Celebrating Zora Neal Hurston's 125th Birthday

Directed by Woodie King, Jr.   

Zora Neale Hurston chronicles the extraordinary career of one of the most prolific African American writers of the 20's and 30's. Hurston became known as "The Queen of the Harlem Renaissance." Her life was a journey that took a brilliant and independent woman from an all-Black Florida township to the covers of national magazines--a journey that included relationships with the literary elite of her times, including Langston Hughes, Richard Wright, and Fannie Hurst. She was a controversial individual whose strong opinions both angered and inspired her contemporaries and later generations of young Black writers.

Laurence Holder's dramatic biography is set in Eatonville, Florida as Zora Neale Hurston at age 70 looks back on her extraordinary life.

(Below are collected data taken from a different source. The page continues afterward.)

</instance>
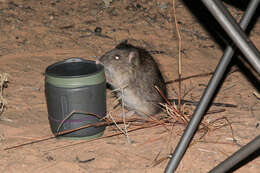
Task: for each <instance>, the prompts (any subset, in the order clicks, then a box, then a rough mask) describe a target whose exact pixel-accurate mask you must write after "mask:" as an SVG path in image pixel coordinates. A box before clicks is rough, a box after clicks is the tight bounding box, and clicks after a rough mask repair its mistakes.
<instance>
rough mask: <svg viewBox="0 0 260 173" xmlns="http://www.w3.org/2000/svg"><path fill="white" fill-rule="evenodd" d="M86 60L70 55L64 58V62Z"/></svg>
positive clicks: (76, 61) (79, 61)
mask: <svg viewBox="0 0 260 173" xmlns="http://www.w3.org/2000/svg"><path fill="white" fill-rule="evenodd" d="M84 61H86V60H84V59H82V58H78V57H71V58H69V59H66V60H65V63H71V62H84Z"/></svg>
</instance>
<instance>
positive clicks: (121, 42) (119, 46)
mask: <svg viewBox="0 0 260 173" xmlns="http://www.w3.org/2000/svg"><path fill="white" fill-rule="evenodd" d="M126 47H127V40H122V41H121V42H120V43H119V44H118V45H117V46H116V49H122V48H126Z"/></svg>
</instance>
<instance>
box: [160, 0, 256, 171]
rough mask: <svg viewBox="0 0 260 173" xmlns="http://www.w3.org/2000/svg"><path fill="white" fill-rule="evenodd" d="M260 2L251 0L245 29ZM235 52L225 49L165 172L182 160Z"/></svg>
mask: <svg viewBox="0 0 260 173" xmlns="http://www.w3.org/2000/svg"><path fill="white" fill-rule="evenodd" d="M206 1H207V0H206ZM258 4H259V0H251V1H250V4H249V5H248V8H247V10H246V12H245V14H244V16H243V18H242V20H241V27H242V28H243V29H245V28H246V27H247V25H248V23H249V21H250V20H251V18H252V16H253V14H254V13H255V10H256V7H257V6H258ZM233 54H234V50H233V48H232V47H231V46H228V47H227V49H226V50H225V53H224V55H223V56H222V58H221V60H220V62H219V64H218V66H217V68H216V71H215V73H214V75H213V76H212V78H211V80H210V82H209V85H208V87H207V88H206V90H205V91H204V93H203V96H202V98H201V100H200V103H199V105H198V106H197V108H196V110H195V111H194V113H193V116H192V119H191V120H190V122H189V124H188V126H187V128H186V129H185V132H184V134H183V135H182V137H181V139H180V141H179V143H178V145H177V147H176V149H175V151H174V153H173V154H172V158H171V159H170V161H169V163H168V165H167V167H166V169H165V173H172V172H174V171H175V170H176V169H177V167H178V165H179V162H180V161H181V159H182V157H183V155H184V153H185V151H186V150H187V147H188V145H189V144H190V142H191V139H192V137H193V136H194V134H195V132H196V130H197V128H198V126H199V124H200V121H201V119H202V117H203V115H204V113H205V111H206V109H207V107H208V105H209V103H210V101H211V99H212V97H213V95H214V93H215V91H216V88H217V86H218V85H219V82H220V80H221V79H222V77H223V75H224V72H225V70H226V68H227V66H228V65H229V63H230V60H231V58H232V56H233Z"/></svg>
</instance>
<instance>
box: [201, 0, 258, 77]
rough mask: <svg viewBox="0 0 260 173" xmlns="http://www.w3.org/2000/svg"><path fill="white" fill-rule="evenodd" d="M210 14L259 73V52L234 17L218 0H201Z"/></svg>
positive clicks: (218, 0) (221, 3)
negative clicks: (239, 26) (215, 18)
mask: <svg viewBox="0 0 260 173" xmlns="http://www.w3.org/2000/svg"><path fill="white" fill-rule="evenodd" d="M202 2H203V3H204V5H205V6H206V7H207V8H208V10H209V11H210V12H211V14H212V15H213V16H214V17H215V18H216V20H217V21H218V22H219V24H220V25H221V26H222V28H223V29H224V30H225V31H226V32H227V34H228V35H229V36H230V38H231V39H232V41H233V42H234V44H235V45H236V46H237V47H238V48H239V49H240V51H241V52H242V53H243V54H244V55H245V57H246V58H247V59H248V61H249V62H250V64H251V65H252V66H253V67H254V68H255V70H256V71H257V72H258V73H259V74H260V53H259V51H258V50H257V48H256V47H255V45H254V44H253V43H252V41H251V40H250V39H249V38H248V37H247V36H246V34H245V32H243V31H242V29H241V28H240V27H239V25H238V24H237V22H236V21H235V19H234V18H233V17H232V16H231V14H230V13H229V12H228V11H227V9H226V8H225V6H224V5H223V4H222V2H220V1H219V0H202Z"/></svg>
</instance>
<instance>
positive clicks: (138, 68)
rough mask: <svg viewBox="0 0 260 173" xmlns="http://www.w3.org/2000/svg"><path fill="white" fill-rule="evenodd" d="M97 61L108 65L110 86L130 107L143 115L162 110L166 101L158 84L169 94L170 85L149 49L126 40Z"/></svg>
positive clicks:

The Harlem Renaissance and the  jazz age, Jim Crow and white liberal "sponsors"... the play revisits the music, the people, and most importantly the politics that shaped America then and now.

Directed by Woodie King, Jr., the play will be in celebration of Hurston's 125th birthday and will star Elizabeth Van Dyke as Zora and Joseph Edwards as Langston Hughes, Richard Wright, Alain Locke, Wallace Thurman,and Herbert Sheen.

Laurence Holder is the author of "When the Chickens Come Home to Roost" and the current critical hit "Sugar Ray."  

Zora Neale Hurston will open October 20 and play through November 20, 2016 for 25 performances. During the New York run a panel of Hurston scholars will discuss Zora Neale's contributions at the Schomburg Center for Research in Black Culture. And on January 27, 2017 the play will be presented at The Zora Neale Hurston Festival in Orlando, Florida.